Вдруг у самой двери послышались шаги. Пантюша бросился в гардероб, а Нина Петровна едва успела запихать под кровать части его одеяния.
Степан Александрович, движимый также укорами совести, решил вернуться к несчастной аристократке.
— В Москве стреляют, — мрачно сказал он, покосившись на одеяло у камина и на лежащую на нем, так сказать, Венеру.
— А, это хорошая идея! — продолжал он. — На дворе сыро и холодно.
С этими словами он медленно разделся, закурил папиросу и с суровым видом растянулся на одеяле.
— Нина Петровна, — сказал он, — я вступил в боевую монархическую организацию, с минуты на минуту я могу кого-нибудь убить, но и меня также могут убить с минуты на минуту; сейчас я принадлежу истории, я обречен, такие люди не должны иметь привязанности, поэтому между нами не может быть прежних отношений.
Сказав так, он покосился на Нину Петровну, но она лежала совершенно спокойно и почти спала.
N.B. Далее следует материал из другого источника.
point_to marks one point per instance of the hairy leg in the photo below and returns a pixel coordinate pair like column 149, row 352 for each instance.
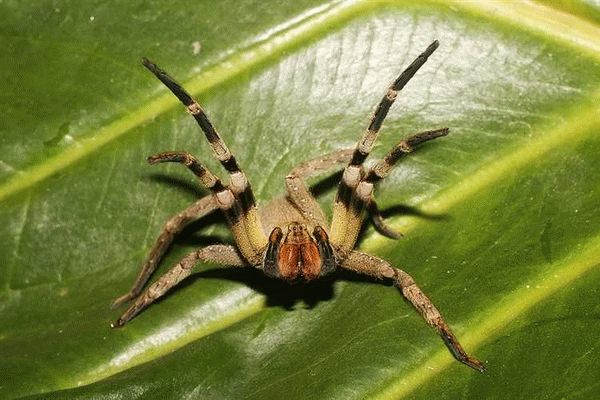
column 298, row 191
column 376, row 267
column 352, row 193
column 171, row 228
column 220, row 254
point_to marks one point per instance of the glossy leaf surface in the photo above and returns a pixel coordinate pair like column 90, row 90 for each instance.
column 500, row 218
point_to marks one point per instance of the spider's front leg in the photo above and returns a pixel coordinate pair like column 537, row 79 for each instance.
column 220, row 254
column 378, row 268
column 171, row 228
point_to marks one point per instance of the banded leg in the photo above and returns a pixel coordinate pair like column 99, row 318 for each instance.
column 363, row 195
column 220, row 254
column 345, row 214
column 376, row 267
column 240, row 186
column 298, row 191
column 224, row 198
column 171, row 228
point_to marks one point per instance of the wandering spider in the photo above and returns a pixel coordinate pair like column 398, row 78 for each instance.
column 288, row 238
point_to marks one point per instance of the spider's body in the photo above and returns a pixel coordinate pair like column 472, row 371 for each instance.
column 289, row 239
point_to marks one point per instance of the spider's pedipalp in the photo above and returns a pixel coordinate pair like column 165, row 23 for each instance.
column 379, row 223
column 249, row 223
column 171, row 228
column 372, row 266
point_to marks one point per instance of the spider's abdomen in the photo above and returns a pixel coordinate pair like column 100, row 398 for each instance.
column 298, row 255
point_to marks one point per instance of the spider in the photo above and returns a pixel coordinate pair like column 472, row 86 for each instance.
column 289, row 239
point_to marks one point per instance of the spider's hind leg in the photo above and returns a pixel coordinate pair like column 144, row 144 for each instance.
column 378, row 268
column 298, row 191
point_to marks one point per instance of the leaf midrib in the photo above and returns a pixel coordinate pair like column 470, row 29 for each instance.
column 297, row 31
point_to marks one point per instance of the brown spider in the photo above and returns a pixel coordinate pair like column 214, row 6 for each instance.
column 288, row 239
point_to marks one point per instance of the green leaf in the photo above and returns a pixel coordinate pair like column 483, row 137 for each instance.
column 504, row 240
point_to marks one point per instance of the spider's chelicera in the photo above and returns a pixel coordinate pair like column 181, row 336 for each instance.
column 288, row 238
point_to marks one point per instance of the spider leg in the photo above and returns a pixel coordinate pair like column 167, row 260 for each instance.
column 240, row 186
column 379, row 223
column 220, row 254
column 347, row 209
column 376, row 267
column 298, row 191
column 171, row 228
column 224, row 198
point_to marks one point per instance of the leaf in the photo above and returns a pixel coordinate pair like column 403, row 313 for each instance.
column 505, row 240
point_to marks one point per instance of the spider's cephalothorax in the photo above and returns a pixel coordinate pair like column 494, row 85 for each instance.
column 304, row 249
column 297, row 254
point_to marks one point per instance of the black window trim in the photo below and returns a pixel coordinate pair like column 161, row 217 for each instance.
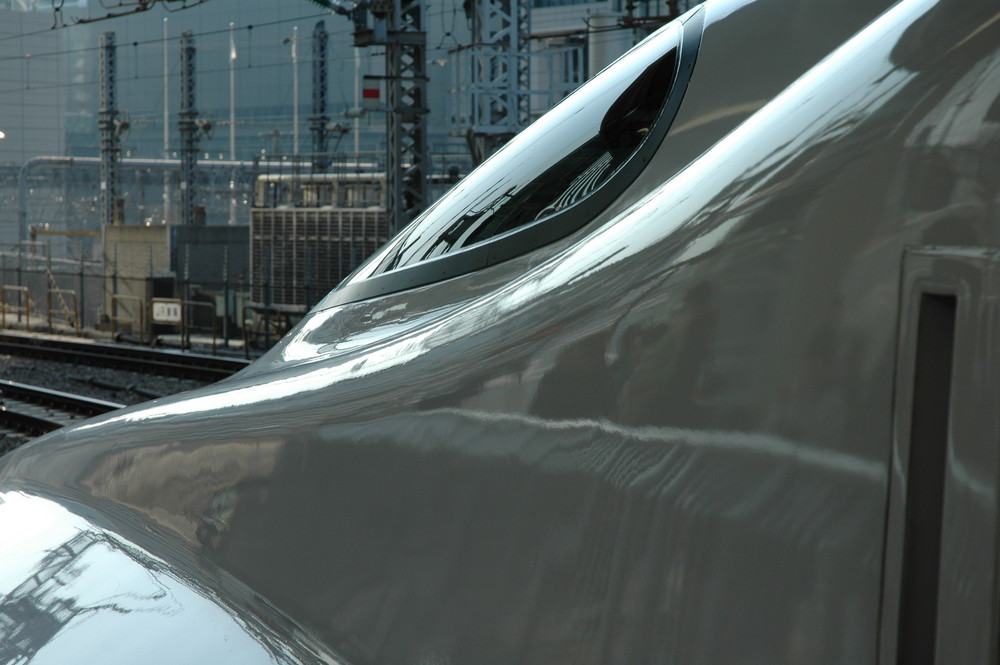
column 524, row 239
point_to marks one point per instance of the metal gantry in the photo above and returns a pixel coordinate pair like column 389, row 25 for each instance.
column 187, row 125
column 501, row 66
column 109, row 126
column 319, row 118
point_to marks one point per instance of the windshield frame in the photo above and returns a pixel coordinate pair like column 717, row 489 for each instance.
column 363, row 285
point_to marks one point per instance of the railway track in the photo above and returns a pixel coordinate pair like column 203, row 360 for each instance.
column 33, row 411
column 152, row 361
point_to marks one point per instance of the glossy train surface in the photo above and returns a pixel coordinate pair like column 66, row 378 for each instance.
column 725, row 393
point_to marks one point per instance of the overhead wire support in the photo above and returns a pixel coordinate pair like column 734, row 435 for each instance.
column 187, row 125
column 319, row 118
column 110, row 127
column 406, row 159
column 501, row 66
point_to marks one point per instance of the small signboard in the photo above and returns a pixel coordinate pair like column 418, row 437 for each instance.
column 167, row 310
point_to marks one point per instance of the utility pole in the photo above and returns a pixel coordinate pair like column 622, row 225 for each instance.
column 399, row 26
column 501, row 66
column 319, row 118
column 187, row 125
column 109, row 125
column 406, row 77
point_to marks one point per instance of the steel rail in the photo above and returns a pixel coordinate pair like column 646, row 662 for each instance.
column 100, row 354
column 35, row 410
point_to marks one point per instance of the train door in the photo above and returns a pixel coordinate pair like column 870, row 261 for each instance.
column 939, row 597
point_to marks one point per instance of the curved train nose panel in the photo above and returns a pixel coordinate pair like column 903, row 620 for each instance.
column 672, row 436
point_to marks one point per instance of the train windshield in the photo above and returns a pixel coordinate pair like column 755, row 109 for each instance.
column 552, row 169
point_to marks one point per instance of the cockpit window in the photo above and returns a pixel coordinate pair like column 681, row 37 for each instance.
column 551, row 179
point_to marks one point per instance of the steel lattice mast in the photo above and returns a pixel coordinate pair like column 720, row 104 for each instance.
column 501, row 66
column 108, row 124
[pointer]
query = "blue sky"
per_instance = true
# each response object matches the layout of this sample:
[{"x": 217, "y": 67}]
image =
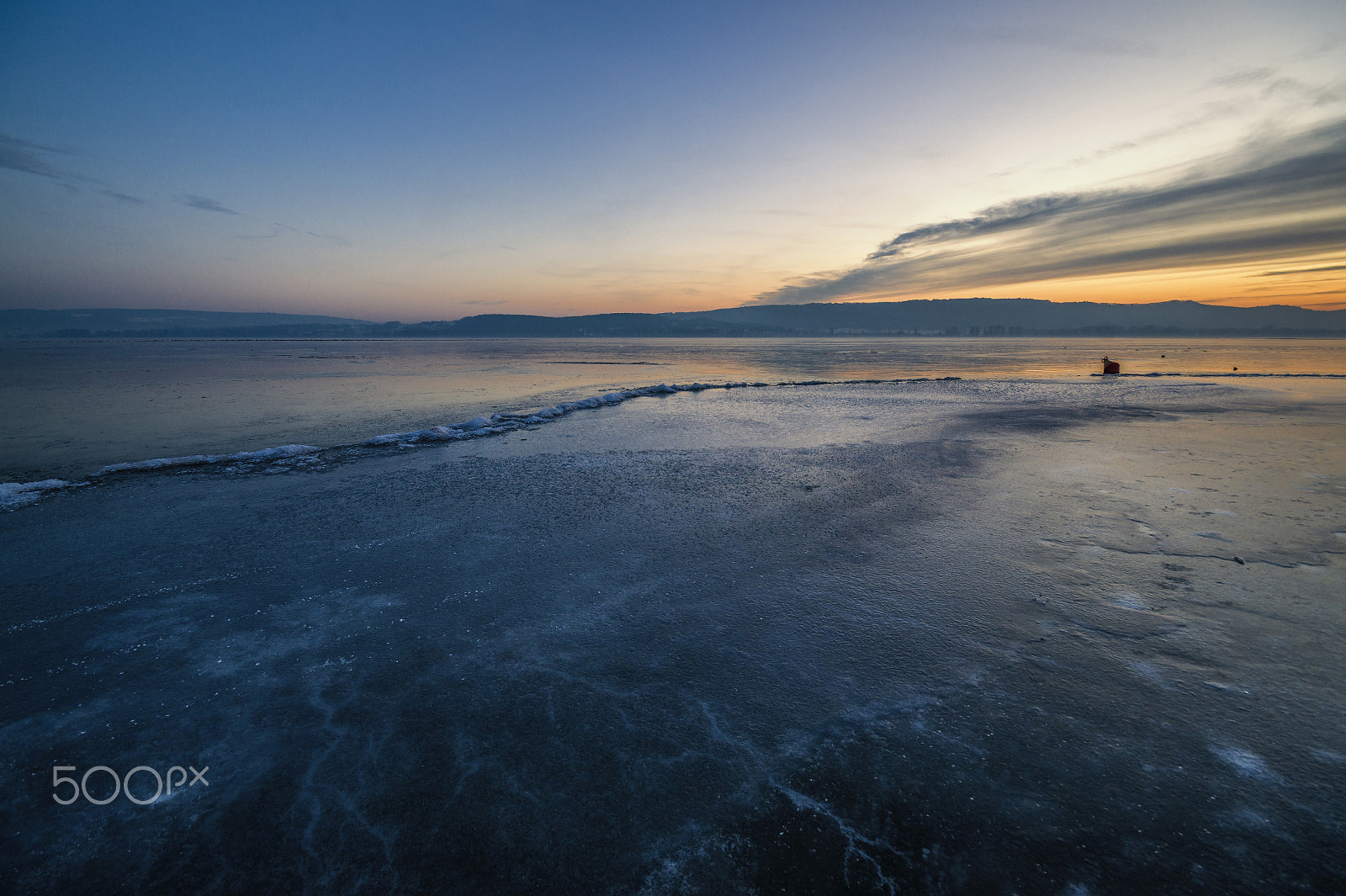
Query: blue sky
[{"x": 430, "y": 161}]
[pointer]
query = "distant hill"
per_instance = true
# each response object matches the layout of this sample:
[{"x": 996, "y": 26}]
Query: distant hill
[{"x": 935, "y": 316}]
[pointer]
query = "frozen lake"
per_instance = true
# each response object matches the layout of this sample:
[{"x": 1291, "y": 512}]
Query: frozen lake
[
  {"x": 72, "y": 406},
  {"x": 1042, "y": 637}
]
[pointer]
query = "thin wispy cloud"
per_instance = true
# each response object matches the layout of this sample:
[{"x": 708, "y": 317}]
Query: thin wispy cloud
[
  {"x": 26, "y": 156},
  {"x": 1282, "y": 202},
  {"x": 1299, "y": 271},
  {"x": 206, "y": 204},
  {"x": 123, "y": 197}
]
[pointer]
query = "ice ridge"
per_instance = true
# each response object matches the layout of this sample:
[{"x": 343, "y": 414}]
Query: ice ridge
[
  {"x": 15, "y": 494},
  {"x": 195, "y": 460},
  {"x": 508, "y": 421}
]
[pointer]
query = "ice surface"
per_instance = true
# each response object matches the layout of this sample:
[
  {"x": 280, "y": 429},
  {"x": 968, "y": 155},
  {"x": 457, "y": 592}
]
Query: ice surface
[
  {"x": 921, "y": 637},
  {"x": 199, "y": 460},
  {"x": 20, "y": 494}
]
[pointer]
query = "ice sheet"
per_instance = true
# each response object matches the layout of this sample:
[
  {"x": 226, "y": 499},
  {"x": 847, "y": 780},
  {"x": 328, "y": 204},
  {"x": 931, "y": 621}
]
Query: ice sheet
[{"x": 952, "y": 637}]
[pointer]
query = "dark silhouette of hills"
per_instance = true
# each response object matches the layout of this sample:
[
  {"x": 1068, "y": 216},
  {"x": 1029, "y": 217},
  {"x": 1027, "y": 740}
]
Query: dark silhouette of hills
[{"x": 935, "y": 316}]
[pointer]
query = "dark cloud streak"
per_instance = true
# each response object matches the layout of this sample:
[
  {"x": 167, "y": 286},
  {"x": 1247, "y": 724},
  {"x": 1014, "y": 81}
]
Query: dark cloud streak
[
  {"x": 206, "y": 204},
  {"x": 1287, "y": 201}
]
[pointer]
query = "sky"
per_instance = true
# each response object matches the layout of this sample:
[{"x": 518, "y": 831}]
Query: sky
[{"x": 431, "y": 161}]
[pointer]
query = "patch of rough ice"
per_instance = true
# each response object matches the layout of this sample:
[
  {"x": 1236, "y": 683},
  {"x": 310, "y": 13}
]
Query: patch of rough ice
[
  {"x": 20, "y": 494},
  {"x": 1148, "y": 673},
  {"x": 1247, "y": 763},
  {"x": 1128, "y": 600},
  {"x": 197, "y": 460}
]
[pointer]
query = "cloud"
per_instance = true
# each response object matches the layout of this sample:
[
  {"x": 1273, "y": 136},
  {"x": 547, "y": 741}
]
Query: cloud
[
  {"x": 1272, "y": 202},
  {"x": 1299, "y": 271},
  {"x": 206, "y": 204},
  {"x": 22, "y": 155},
  {"x": 123, "y": 197}
]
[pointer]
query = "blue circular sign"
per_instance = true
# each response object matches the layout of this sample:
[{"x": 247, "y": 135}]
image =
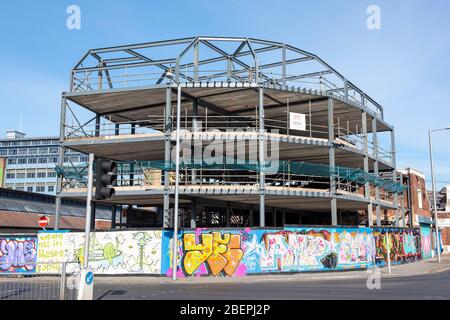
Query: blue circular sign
[{"x": 89, "y": 277}]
Она промычала что-то неопределенное, что крайне не соответствовало ее обычно бурному темпераменту.
— Ну, я очень рад, что вы так к этому относитесь, — с некоторой досадой пробормотал Степан Александрович, и вдруг оба вскочили. По залу опять раздались поспешные шаги и направлялись к дверям спальни.
— Муж! — воскликнула Нина Петровна и принялась швырять под кровать части одеяния Степана Александровича, который с быстротой молнии устремился к гардеробу и исчез в его недрах.
— Ты каким образом? — встретила Нина Петровна своего мужа. — Только не трогай меня холодными руками.
— Прости, что я не известил тебя о своем приезде, — произнес тот, сдувая пыль со стоявшего на камине слона, — но у нас в Петербурге бог знает что сделалось. Совет рабочих депутатов захватил власть, Керенский, говорят, бежал, переодевшись кормилицей. Ленин! Мы все подумали и разбежались. В Москве тоже что-то неладное творится. Впрочем, подожди, я сейчас переоденусь и умоюсь, а то я в вагоне рядом с такими двумя солдатами сидел, что просто дышать было нечем.
Он начал раздеваться.
Услыхав подобные политические новости, Нина Петровна забыла все на свете, бросилась на постель, положила голову между двумя подушками и принялась дрожать всем своим соблазнительным телом. Она уже как бы чувствовала у себя на шее нож гильотины и видела свою голову, носимую на пике впереди толпы большевиков, поющих «Саа ira».
Супруг ее между тем, раздевшись, пошел достать себе из гардероба халат. И тут увидал он двух друзей, сидевших там наподобие сиамских близнецов в утробе матери.
— А, добрый вечер, — сказал он смущенно, — а я… вот прямо из Петербурга… Чайку не угодно ли?
Друзья вышли из гардероба, и комната стала весьма походить на предбанник.
Они молча пожали друг другу руки.
— Вы меня извините, — пробормотал муж Нины Петровны, — я прямо с дороги, я только умоюсь.
И, накинув халат, он направился в ванную. А друзья между тем ринулись доставать из-под кровати платье и с лихорадочной поспешностью принялись разбирать свой скарб.
Когда муж Нины Петровны, умывшись, вернулся, они уже ничем не отличались от обычных гостей, только у Пантюши оба башмака были на левую ногу, а у Степана Александровича оба — на правую.